Но особенно значительны в отношении всего только что при­веденного выдержки из другого ее письма той же поры к Ланско­му, который посмеялся над какими-то высказываниями жены на политические темы: «Ты совершенно прав... этот предмет мне со­вершенно чужд... Я более привыкла к семейной жизни, это про­стое, безыскусственное дело мне ближе, и я надеюсь, что испол­няю его с большим успехом». Да, в «семейной жизни» — в любви и преданности тому, с кем она навсегда перед Богом и людьми соеди­нила свою судьбу, — в радостях материнства она не только находи­ла свое наиболее полное счастье, но считала это выполнением своего долга, того высокого предназначения, которое возложено на женщин законами их природы. С этим было связано и ее глубокое сочувствие тем, кто, оставшись старыми девами, был всего этого лишен. Об этом она, порой споря со вторым мужем, не­однократно писала, объясняя и оправдывая тяжелый характер Александры, которая после вторичного замужества сестры про­должала жить у Ланских, тем, что ее выход замуж так затянулся, прямо угрожая, по понятиям того времени, превратить ее в ста­рую деву. «Нет ничего более печального, чем жизнь старой девы, которая должна безропотно покориться тому, чтобы любить чужих, не своих детей, и придумывать себе иные обязанности, неже­ли те, которые предписывает сама природа, — пишет она мужу и продолжает: - Ты мне называешь многих старых дев, но проникал ли ты в их сердца, знаешь ли ты, через сколько горьких разочаро­ваний они прошли...» В этих словах открывается и еще одна чудес­ная грань душевного строя Натальи Николаевны, объясняющая то обаяние, которое, как уже сказано, при более близком общении с ней испытывали даже те, кто поначалу был ее недругом, — умение так сочувственно-сердечно заглянуть в чужое сердце, успокоить и ободрить его.
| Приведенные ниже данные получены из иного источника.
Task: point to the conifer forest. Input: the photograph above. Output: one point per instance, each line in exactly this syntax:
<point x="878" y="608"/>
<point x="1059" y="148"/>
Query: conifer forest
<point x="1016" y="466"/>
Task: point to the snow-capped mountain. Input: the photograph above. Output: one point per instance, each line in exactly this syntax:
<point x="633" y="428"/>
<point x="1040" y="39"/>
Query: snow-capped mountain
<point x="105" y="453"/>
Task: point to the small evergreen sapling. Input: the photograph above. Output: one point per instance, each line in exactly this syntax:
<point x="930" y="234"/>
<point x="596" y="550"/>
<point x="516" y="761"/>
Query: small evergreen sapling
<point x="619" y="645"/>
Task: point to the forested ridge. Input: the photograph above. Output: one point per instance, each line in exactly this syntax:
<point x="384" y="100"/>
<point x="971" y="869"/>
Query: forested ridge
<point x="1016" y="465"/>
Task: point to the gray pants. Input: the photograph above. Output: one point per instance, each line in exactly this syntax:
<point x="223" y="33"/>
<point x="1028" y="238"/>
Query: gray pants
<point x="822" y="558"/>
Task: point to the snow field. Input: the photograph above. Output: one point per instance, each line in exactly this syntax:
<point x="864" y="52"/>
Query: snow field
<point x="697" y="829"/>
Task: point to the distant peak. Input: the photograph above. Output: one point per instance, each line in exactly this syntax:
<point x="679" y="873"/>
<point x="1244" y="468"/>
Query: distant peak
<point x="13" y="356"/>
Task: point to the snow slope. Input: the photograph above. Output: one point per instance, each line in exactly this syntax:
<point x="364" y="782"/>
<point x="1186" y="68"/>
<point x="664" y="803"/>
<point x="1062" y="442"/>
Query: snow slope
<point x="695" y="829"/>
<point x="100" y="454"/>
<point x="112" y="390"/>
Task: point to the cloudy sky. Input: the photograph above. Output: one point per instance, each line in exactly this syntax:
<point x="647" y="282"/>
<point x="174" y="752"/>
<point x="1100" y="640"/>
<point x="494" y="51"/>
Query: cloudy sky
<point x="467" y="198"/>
Мало того, исключительная любовь к детям, постоянная по­требность материнства — со всеми его не только радостями, но и огорчениями, тревогами, заботами — были характернейшей чер­той ее натуры, тоже отличающей ее от большинства представите­льниц великосветского общества. И это ярко проявилось уже почти с самого начала ее семейной жизни и не ослабевало даже в пе­риод ее наиболее шумных придворно-светских успехов и вспых­нувшего было увлечения Дантесом, вызывая восхищение поэта и непонимание и осуждение этого со стороны ее сестер. «Таша поч­ти не выходит, так как она даже отказалась от балов из-за ее поло­жения, и мы вынуждены выезжать то с той, то с другой дамой», — жалуется в письме к брату 28 января 1835 года Александра Гонча­рова. Отказ от балов был вызван, кстати, тем, о чем Пушкин писал месяцев за шесть до этого в конце марта в письме к Нащокину: «Жена во дворце. Вдруг, смотрю, с нею делается дурно - я увожу ее, и она, приехав домой, выкидывает». «Вот до чего допляса­лись», - записывает он же в дневнике. Из дальнейшего видно, как это глубоко огорчило Наталью Николаевну. А Екатерина Гончаро­ва в связи с этим прямо почти негодует: «Надо тебе сообщить и не­которые наши новости. Прежде всего о самой большой и самой плохой: Таша уже три месяца, как в положении. Бедная, только что освободится и опять за то же принимается» (4 декабря 1835 г.).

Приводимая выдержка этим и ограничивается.